Reversible Jump MCMC (RJMCMC) is a method for sampling across models with a different numbers of dimensions, which finds natural application in Bayesian variable selection problems. In this setting, RJMCMC requires a proposal distribution for the coefficient of a variable when the variable is proposed to be included in the model. NIMBLE uses a univariate normal proposal distribution.
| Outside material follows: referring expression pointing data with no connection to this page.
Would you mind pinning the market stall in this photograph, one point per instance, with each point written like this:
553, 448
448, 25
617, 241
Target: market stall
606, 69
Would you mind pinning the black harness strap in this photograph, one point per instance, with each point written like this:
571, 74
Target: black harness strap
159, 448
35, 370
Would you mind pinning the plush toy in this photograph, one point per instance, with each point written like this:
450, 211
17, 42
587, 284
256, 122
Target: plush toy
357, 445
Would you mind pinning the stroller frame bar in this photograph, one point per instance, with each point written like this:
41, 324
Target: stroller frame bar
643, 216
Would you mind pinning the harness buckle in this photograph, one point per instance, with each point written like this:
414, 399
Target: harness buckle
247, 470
There are two ways to use RJMCMC variable selection in your model. If you know the prior probability for inclusion of a variable in the model, you can use that directly in RJMCMC without modifying your model. If you need the prior probability for inclusion in the model to be a model node itself, such as if it will have a prior and be estimated, you will need to write the model with indicator variables. The latter is more flexible and is illustrated in the example below.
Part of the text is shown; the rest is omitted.